The one caveat here is that the Democratic nominee could be former Rep. Tom Suozzi, who previously held the seat before Santos and is very familiar to Long Islanders. Suozzi, a former Glen Cove mayor and ex-Nassau County executive, launched two unsuccessful gubernatorial bids in 2006 and in 2022.

In Suozzi’s gubernatorial challenge to Hochul last year, he ran to her right on the issue of crime, hoping to make inroads with voters frustrated by the state’s bail reform. Suozzi came in third place in the Democratic primary, but he’s a known commodity to 3rd district voters and likely the strongest candidate that the party could field.

House Minority Leader Hakeem Jeffries, who represents a Brooklyn-based district, worked earlier in the fall to convince Suozzi to attempt another House run, according to The New York Times. And Jay Jacobs, the state and Nassau County Democratic Party chair, has informed associates that the former congressman will be the probable choice, per the Times report.
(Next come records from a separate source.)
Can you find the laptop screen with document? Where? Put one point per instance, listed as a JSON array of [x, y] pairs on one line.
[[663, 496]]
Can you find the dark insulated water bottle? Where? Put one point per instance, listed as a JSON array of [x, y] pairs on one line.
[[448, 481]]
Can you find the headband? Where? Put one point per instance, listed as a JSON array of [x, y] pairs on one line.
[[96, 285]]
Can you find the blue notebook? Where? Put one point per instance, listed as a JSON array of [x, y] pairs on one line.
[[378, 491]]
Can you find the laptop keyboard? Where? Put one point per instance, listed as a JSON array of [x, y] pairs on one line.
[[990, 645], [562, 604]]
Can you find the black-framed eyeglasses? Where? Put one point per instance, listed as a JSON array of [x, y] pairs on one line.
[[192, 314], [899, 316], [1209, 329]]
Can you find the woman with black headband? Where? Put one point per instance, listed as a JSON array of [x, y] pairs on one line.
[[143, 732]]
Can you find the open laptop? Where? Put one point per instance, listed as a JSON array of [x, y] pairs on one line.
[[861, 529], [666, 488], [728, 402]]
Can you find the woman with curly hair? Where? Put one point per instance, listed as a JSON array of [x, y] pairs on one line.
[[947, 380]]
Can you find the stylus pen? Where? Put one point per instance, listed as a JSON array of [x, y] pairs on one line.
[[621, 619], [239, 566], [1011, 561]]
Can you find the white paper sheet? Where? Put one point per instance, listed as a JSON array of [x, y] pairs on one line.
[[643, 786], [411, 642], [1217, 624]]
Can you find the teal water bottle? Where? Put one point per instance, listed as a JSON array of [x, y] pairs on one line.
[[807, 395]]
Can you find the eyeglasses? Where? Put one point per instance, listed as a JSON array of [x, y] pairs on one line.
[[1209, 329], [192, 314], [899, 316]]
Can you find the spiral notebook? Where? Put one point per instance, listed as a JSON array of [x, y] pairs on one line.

Former Democratic state Sen. Anna Kaplan, who had already been running to succeed Santos, remains in the 2024 contest. The ex-lawmaker is offering a more progressive candidacy that that of the moderate Suozzi, whom she had already been attacking over abortion rights even before Santos was removed from the House.

No matter what, both parties have solid candidates that they can field for the special election. But Republicans can’t be discounted in the district given the current political shifts on Long Island.